Y sí, volvió al día siguiente. Y al otro. Siempre con esa sonrisa, siempre con un comentario que me sacaba de mi cascarón. Una semana después, me pidió mi número. “Para invitarte a un café que no tenga que preparar tú”, dijo, y yo, que nunca había dado mi número a nadie así, se lo di con manos temblorosas. Mi primera cita con él fue en un parque, porque no quería gastar mucho y porque me aterraba que mi familia supiera algo. Me puse una falda larga, una blusa cerrada, y él llegó con jeans y una camiseta que olía a colonia fresca. Caminamos, hablamos de todo y de nada, y cuando me tomó la mano, no la solté, aunque mi cabeza gritaba que estaba haciendo algo malo.

Fueron tres años de noviazgo, llenos de momentos que me fueron cambiando sin darme cuenta. Daniel era paciente, pero también insistente. Me llevaba a heladerías, a sentarnos en plazas, a ver películas en su casa cuando sus papás no estaban. Cada cita era un paso más lejos de la Laura que había sido. Los besos al principio eran tímidos, yo apenas abriendo la boca, pero él me enseñaba con calma, sus labios suaves y firmes contra los míos, su lengua rozándome hasta que aprendí a devolverle el juego. “No hay prisa, Laura”, me decía cuando me ponía nerviosa, y me besaba la frente con una ternura que me hacía confiar.

La primera vez que intentó algo más, fue después de seis meses juntos. Estábamos en su sofá, viendo una comedia tonta, y su mano subió por mi pierna, despacio, bajo la falda. Me tensé, y él paró de inmediato. “Solo si quieres”, susurró, y yo negué con la cabeza, no porque no quisiera, sino porque no sabía cómo. Pero poco a poco, con sus caricias suaves y sus palabras al oído, fui cediendo. La primera vez que me tocó por encima de la ropa, en una noche que sus papás estaban de viaje, me quedé quieta, respirando rápido, mientras sus dedos dibujaban círculos en mi muslo. No llegamos más lejos esa vez, pero la sensación se me quedó grabada.

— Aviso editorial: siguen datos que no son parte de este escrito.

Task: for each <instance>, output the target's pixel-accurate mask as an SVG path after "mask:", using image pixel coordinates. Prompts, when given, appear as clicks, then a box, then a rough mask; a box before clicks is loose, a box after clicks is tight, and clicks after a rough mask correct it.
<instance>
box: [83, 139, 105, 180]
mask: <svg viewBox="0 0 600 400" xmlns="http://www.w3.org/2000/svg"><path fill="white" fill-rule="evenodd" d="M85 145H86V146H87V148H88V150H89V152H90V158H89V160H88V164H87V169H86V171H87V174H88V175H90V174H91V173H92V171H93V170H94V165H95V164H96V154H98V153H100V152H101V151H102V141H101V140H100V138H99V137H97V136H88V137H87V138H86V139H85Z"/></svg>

Cuando por fin hicimos el amor, ya llevábamos casi un año. Fue en su cuarto, con las luces bajas y una sábana que olía a él. Yo estaba muerta de miedo, pensando en lo de Andrés, pero Daniel era diferente. Me desnudó despacio, besándome cada pedazo de piel que dejaba al descubierto, sus manos firmes pero cuidadosas. “Eres preciosa, Laura, mírate”, decía, y yo, con mi cuerpo delgado, mis tetas que nunca había dejado que nadie viera bien, me sentía vulnerable pero segura con él. No sabía qué hacer, me movía torpe, y él me guiaba, poniéndome encima de él para que yo marcara el ritmo. Fue lento, un poco incómodo al principio, pero cuando lo sentí dentro de mí, duro y caliente, algo en mi cabeza hizo clic. No fue perfecto, pero fue mío, y él me abrazó después, diciéndome que con el tiempo sería mejor.

Y lo fue. Con los meses, Daniel me enseñó a soltarme. Me pedía que le dijera qué me gustaba, aunque yo al principio solo balbuceaba “no sé”. Pero una noche, después de una cena y un par de copas de vino, me subí encima de él con más ganas, moviéndome hasta que lo hice gemir, y ahí entendí que podía dar tanto como recibir. Nos casamos a mis 23, y aunque mi familia no lo quería del todo —“No es de los nuestros”, decía mi papá—, para mí él era todo. Fue mi puerta a un mundo nuevo, y aunque aún no lo sabía, también sería el que me llevaría a esa noche con Mateo años después. Pero eso vino mucho después, y tiene su propia historia que contar.